Democrat Bob Kerrey marked his return to elective politics with a fundraising boom.
Kerrey's U.S. Senate campaign raised $900,000 in the first quarter of 2012, more than the combined total of $834,000 raised during the quarter by the three major candidates vying for the Republican nomination.
And Kerrey's haul came over the course of a month versus the three months the GOP candidates had, since he got into the race at the end of February.
First quarter reports are due to the Federal Election Commission early next week, but the campaigns released summaries of their reports early.
Kerrey had $556,000 cash on-hand at the end of March, according to his report.
Nebraska Attorney General Jon Bruning continued to be the strongest Republican fundraiser ahead of the May 15 primary. His campaign reported donations of $529,000 during the first quarter of 2012. He reported having $1.4 million cash on-hand.

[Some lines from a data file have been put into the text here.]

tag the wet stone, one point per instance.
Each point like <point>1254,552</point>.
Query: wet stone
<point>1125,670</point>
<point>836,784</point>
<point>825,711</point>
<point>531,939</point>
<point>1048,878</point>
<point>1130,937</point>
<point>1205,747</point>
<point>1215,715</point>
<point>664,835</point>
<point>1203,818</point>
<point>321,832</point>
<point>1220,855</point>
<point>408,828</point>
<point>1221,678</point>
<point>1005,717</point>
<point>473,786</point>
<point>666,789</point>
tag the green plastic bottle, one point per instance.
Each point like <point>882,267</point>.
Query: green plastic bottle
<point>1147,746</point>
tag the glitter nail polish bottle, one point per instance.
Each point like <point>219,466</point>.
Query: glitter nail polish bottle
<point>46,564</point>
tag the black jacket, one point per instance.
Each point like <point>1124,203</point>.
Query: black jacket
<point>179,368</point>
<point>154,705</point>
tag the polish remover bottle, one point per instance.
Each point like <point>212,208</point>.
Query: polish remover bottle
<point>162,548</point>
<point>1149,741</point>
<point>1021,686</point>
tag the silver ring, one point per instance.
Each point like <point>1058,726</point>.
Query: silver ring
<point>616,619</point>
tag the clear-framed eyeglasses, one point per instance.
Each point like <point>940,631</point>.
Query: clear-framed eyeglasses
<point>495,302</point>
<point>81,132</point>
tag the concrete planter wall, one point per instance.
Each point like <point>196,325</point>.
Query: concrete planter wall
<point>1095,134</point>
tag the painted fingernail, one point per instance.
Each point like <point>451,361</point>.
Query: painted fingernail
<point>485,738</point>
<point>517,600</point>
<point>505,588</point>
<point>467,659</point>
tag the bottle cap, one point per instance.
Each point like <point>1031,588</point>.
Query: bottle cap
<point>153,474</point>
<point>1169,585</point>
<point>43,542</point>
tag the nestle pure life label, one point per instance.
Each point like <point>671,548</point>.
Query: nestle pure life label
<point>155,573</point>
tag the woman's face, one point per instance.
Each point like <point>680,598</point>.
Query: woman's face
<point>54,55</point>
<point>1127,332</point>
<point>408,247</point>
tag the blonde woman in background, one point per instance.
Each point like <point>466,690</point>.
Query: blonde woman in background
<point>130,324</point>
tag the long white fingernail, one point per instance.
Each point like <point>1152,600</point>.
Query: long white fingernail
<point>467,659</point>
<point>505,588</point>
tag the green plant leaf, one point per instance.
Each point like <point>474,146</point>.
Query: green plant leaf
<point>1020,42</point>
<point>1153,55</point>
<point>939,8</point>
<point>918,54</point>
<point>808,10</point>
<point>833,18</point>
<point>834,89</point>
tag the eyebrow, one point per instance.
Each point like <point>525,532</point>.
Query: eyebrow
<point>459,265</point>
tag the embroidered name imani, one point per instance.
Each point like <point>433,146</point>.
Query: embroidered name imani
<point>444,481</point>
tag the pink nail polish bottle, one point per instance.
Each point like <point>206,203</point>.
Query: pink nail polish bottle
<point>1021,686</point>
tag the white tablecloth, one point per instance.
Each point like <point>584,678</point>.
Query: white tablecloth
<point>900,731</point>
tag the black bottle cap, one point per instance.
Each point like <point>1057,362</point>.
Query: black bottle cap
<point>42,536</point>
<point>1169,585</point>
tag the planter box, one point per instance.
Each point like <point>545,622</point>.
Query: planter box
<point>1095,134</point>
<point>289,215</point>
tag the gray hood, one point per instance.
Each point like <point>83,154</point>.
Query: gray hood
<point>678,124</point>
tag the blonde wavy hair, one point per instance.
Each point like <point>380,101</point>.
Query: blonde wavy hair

“It's an honor to have such strong support for my candidacy,” Bruning said. “Our success is the direct result of a grassroots movement from Nebraskans who know and trust my conservative record.”
Nebraska State Treasurer Don Stenberg reported raising $244,000 in the quarter, with $269,000 cash on-hand. His campaign also reported $75,000 in debt. Of that, $20,000 was a loan from Stenberg and the rest was money owed to vendors who have since been paid, according to the campaign.
“Campaigns are not fundraising contests,” said Stenberg spokesman Dan Parsons. “Money is important, but so is grassroots organization, coalition building, issues and message. We are confident that Don will have the resources and ground game needed to win ... and go on to defeat Bob Kerrey in November.”
Stenberg also is counting on the financial support of outside conservative groups such as Club for Growth and the Senate Conservatives Fund.
State Sen. Deb Fischer of Valentine reported raising $61,000, with $186,000 cash on-hand. Fischer campaign manager Aaron Trost said 92 percent of her donors were from Nebraska.
“Senator Fischer is very proud that she is raising her campaign contributions from within Nebraska,” Trost said. “While her career politician opponents are focused on raising out-of-state money from special interest groups, Deb Fischer is running a clean campaign that is focused on Nebraska.”
The candidates are seeking to replace Sen. Ben Nelson, D-Neb., who is retiring.
It's important to note that Bruning still has a much larger war chest than Kerrey. And various factors likely aided Kerrey's strong early showing.
He is the only serious contender for the Democratic nomination, while Republican donors may be waiting to commit serious money until their party has chosen its candidate.
Kerrey's background also means he has plenty of wealthy friends in the entertainment industry, financial sector and national political circles that he can tap. He's a former senator, the former head of the Democratic Senatorial Campaign Committee and the former president of the New School in New York City. He's also served on numerous boards and commissions.
The Kerrey campaign said its contributors included 1,600 individuals, with 1,030 Nebraskans, plus 52 party committees and Political Action Committees.
The Democratic Senatorial Campaign Committee gave about $46,000 to Kerrey, but campaign manager Paul Johnson said it was not connected to money returned to the DSCC by Nelson.
“Bob Kerrey is outlining his vision for restoring fiscal sanity, improving our national security and reforming a dysfunctional Congress,” Johnson said. “There is a ‘night and day' difference between Kerrey and our opponents that will become crystal-clear in the general election.”